The Latest Trouble With Racial Profiling
All that American Airlines and lawyers for a Secret Service agent agree on is that, on Christmas Day, the agent and his gun were aboard an American flight from Baltimore to Dallas for his assignment protecting the president at the Bush ranch in Crawford, Texas. After that, accounts diverge: the agent, identified as Walied Shater, 33, an Arab-American, was told to leave the plane, sparking charges that he was the victim of illegal racial profiling and countercharges that, post-9-11, pilots should have absolute authority over who flies. Lost in the shouting is the fact that some top federal sleuths view profiling as a way to let bad guys slip through. "Profiling is just bad police work," says one U.S. Customs Service official.
Shater had filled out the required E2 form identifying him as a federal agent carrying a gun. But when American canceled his original flight and rebooked him, say his lawyers, the gate agent, unable to find a blank E2, crossed out the flight and seat numbers on the original form and wrote in the new ones. After Shater was seated, he was asked to leave the plane for more checks. While Shater was away, a flight attendant pulled out a book--"The Crusades Through Arab Eyes"--that Shater had left in his seat pocket. Flight attendants then told the pilot they were "concerned" about Shater and his book with "Arabic-style print," according to the incident report released by American. The pilot inspected Shater's E2, finding it illegible and incomplete. He left the cockpit to talk to Shater, who made "loud abusive comments," according to the report. Passenger Molly Reeve, 28, did not see a confrontation, but "I saw him come off the plane," she told NEWSWEEK. "He was not belligerent."

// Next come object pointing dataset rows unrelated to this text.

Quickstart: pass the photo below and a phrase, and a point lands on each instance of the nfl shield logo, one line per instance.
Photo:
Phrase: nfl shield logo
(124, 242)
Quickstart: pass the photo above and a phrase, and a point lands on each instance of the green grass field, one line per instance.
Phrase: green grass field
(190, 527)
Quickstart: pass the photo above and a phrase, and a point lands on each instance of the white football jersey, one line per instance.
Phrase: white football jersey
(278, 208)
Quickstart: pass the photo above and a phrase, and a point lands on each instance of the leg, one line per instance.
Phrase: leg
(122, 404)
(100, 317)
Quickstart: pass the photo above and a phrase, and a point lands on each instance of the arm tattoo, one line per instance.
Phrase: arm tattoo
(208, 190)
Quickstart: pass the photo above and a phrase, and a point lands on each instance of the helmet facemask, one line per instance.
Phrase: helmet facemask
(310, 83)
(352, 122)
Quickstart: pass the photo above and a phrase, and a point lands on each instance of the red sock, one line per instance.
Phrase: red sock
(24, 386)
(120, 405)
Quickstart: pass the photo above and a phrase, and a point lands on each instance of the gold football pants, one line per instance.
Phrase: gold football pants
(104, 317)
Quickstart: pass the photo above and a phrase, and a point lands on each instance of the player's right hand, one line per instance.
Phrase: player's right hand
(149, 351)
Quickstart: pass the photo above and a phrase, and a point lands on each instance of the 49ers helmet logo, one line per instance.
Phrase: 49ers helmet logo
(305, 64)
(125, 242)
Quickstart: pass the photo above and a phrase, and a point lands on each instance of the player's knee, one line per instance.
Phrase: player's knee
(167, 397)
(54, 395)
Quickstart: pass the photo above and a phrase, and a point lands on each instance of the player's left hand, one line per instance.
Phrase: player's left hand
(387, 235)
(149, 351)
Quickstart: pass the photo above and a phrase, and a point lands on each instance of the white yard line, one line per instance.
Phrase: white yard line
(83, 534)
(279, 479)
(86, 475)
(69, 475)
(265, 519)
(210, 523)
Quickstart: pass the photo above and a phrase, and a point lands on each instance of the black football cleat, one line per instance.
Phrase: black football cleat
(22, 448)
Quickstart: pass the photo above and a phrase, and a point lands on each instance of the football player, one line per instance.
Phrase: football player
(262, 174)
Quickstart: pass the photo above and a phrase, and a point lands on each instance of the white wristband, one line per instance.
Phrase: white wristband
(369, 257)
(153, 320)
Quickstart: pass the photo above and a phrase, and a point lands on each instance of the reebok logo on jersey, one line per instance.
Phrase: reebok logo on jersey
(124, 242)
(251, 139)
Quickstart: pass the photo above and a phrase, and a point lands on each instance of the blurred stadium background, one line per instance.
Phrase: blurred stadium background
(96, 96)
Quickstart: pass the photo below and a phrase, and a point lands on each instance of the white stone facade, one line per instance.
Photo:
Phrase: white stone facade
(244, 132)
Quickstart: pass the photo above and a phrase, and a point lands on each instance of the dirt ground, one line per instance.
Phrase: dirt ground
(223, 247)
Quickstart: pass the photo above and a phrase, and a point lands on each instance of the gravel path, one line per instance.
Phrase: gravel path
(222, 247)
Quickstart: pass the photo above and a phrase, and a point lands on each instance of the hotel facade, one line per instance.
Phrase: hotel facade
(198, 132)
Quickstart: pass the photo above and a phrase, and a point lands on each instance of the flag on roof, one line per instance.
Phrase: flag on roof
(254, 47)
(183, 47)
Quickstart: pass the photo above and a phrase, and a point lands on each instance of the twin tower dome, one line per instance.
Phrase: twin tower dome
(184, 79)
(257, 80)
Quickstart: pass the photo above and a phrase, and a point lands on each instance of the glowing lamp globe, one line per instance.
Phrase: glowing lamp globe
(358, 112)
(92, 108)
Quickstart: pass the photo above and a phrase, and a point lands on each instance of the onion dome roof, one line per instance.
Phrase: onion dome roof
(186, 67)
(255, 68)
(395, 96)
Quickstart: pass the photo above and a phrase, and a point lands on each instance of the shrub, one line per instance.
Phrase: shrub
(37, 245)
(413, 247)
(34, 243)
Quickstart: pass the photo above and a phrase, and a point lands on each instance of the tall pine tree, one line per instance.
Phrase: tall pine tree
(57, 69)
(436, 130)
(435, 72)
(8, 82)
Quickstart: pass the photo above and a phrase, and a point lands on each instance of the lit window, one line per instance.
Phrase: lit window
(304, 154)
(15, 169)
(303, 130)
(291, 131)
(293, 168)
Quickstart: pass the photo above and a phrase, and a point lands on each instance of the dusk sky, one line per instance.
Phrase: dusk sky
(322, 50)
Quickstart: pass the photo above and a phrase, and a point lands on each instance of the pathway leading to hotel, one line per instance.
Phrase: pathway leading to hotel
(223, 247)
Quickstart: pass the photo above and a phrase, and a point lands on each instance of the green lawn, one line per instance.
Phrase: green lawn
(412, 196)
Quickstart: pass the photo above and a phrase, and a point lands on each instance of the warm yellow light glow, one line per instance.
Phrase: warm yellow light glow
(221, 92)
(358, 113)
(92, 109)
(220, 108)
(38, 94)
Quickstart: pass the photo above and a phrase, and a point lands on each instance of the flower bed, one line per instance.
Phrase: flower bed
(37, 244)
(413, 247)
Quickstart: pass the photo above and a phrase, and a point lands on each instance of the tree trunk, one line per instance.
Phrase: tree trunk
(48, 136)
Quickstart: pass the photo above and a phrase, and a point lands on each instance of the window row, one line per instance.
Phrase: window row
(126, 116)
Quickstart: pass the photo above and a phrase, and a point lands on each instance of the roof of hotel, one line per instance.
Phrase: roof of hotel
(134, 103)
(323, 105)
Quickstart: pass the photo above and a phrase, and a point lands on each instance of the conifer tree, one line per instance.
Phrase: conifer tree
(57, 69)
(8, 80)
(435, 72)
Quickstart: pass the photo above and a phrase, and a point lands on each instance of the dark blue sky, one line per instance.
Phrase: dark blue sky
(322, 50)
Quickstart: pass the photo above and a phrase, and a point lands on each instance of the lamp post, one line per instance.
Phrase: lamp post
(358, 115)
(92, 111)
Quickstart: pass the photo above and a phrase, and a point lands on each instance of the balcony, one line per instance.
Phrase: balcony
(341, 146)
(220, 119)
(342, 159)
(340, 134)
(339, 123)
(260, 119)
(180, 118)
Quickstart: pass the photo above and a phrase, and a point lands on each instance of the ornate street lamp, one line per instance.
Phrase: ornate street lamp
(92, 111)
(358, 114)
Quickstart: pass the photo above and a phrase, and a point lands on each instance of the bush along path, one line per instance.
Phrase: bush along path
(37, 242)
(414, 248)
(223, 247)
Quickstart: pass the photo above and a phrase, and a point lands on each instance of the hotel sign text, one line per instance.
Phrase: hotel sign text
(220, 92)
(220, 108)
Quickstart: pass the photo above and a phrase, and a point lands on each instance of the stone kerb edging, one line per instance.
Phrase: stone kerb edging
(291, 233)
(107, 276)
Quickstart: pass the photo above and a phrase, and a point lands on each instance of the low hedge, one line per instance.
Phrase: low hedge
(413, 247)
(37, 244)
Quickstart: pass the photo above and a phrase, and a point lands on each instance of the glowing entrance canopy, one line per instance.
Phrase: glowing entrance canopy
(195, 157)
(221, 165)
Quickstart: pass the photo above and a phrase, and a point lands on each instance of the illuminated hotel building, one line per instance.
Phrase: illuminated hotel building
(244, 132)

The pilot phoned a security manager at American headquarters, who later identified Shater through local law-enforcement agents. "With the lives of the... passengers and crew [at stake], I... edge[d] toward the side of safety," said the pilot in a statement.
President Bush said he would be "madder than heck" if Shater had been the victim of racial profiling. The Transportation Department is investigating the incident. Argues Hussein Ibish of the American-Arab Anti-Discrimination Committee, "It's reasonable to give pilots wide latitude... but not if there's a pattern of decisions that reflect racial discrimination."
The public seems squarely behind the airline, reflecting the post-9-11 belief that security comes first. To many, criticism of racial profiling reflects not only political correctness, but the realization that it risks overlooking bad guys. In 1998 Customs eliminated racial profiling of airline passengers and implemented "passenger analysis," in which agents examine airline manifests for suspicious embarkation points and itineraries. It seems to work: in 2000, Customs conducted 70 percent fewer searches than in the late 1990s, but increased its yield of contraband 25 percent.